No I don't need to see them, I'm just confused. Like I said, you have the two backwards. My point being that Joel accepted Henry faster than he accepts Abby. Your "case in point" ie, the best example you could use, was Henry. And your Henry example shows him as less cautious. Now you're saying Joel wouldn't even have saved Abby in the first place. But in your own words...that's an assumption. 

Regarding Tommy, in what way do you think it even matters that he invited them? Inviting them had no impact on Joel's death whatsoever. At best, offering home and help as collateral potentially could have dissuaded any violence, and maybe that's why he offered. it's another assumption, yes but it doesn't support your case either. 

Regardless, you won't even address that I'm right about Henry, which is making me second guess even having this debate with you because it comes off as stubborn, and that means I'll just be wasting my time on someone who has clearly already made their mind up.

????????? Joel beat Henry up when they first met. Although that was done in retaliation. Nearly shot him as well after waking up by the river bed because Henry bailed out on him.

Also, you can see that even if they are helping each other, it's a means to an end kind of thing. Only after the sniper area where they started to bond with each other very closely. Also, let me remind you that Joel left a whole family in the intro of TLOU1 just in case you conveniently forgot about that. Him being heroic to random people is not in his character. Tommy? Maybe.

But like I said, whatever you and I say about Joel's change are just assumptions because we do not have any events to bridge us to what we currently see about Joel. How hard is that to understand?

It's not like you said. You were very specifically saying that you were using facts and I was using assumptions.

And again, it's not like I think Joel is the helping type, but we know for a fact that Joel and Tommy go on sweeps. It's like their community job. Happening upon someone and saving them and just coincidentally getting funneled into the house was part of the bad luck. They even mention not expecting to run into thousands of zombies. 
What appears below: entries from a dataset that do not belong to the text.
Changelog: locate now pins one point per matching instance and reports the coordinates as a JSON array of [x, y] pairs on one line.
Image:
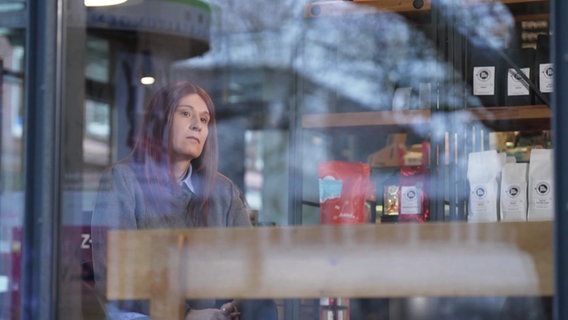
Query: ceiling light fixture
[[102, 3]]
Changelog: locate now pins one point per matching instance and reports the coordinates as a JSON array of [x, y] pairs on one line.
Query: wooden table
[[394, 260]]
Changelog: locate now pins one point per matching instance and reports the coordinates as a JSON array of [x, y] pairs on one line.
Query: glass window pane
[[12, 49], [400, 133]]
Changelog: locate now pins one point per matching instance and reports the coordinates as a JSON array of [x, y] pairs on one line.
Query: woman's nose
[[195, 124]]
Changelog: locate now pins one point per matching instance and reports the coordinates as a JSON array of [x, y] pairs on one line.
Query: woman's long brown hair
[[153, 147]]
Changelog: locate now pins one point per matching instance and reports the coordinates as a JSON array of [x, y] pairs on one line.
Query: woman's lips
[[193, 138]]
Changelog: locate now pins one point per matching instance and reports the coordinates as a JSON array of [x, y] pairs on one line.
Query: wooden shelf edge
[[395, 260], [362, 119], [509, 116]]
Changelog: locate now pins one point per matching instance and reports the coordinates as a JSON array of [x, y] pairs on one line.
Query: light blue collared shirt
[[187, 179]]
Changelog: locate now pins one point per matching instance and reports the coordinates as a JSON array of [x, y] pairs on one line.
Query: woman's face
[[189, 128]]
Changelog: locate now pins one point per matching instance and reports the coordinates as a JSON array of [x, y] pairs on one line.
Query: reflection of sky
[[361, 57]]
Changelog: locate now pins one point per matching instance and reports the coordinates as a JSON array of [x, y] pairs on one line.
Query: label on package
[[410, 200], [516, 85], [484, 81], [546, 71]]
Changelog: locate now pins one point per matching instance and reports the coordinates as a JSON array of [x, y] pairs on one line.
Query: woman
[[170, 180]]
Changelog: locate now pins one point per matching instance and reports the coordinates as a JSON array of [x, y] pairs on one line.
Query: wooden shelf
[[394, 260], [534, 117], [366, 120], [496, 118]]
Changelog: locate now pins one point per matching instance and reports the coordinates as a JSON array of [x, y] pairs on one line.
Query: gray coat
[[128, 200]]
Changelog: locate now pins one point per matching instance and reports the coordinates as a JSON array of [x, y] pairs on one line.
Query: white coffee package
[[483, 172], [513, 197], [540, 188]]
With Henry, the reason It's important to this discussion is because I'm trying to get you to see from the point of view that Henry was worthy of more suspicion  than Abby. If there is a person just there about to die, it just wouldn't occur to most that it's a trap bc if they die there's suddenly no trap. What kind of trap could that possibly be? Even after Henry abandons them, he still doesn't kill him, even though he knows that Henry is not trustworthy due to circumstances. 

But yes, all I was saying is that we are both making assumptions. It just seemed for a while, you were saying with full certainty "Joel would never do that", "they broke his character". That's just an assumption based on a game that takes place 6 years prior for a playable period of like 5 days in a 25+ year apocalyptic setting.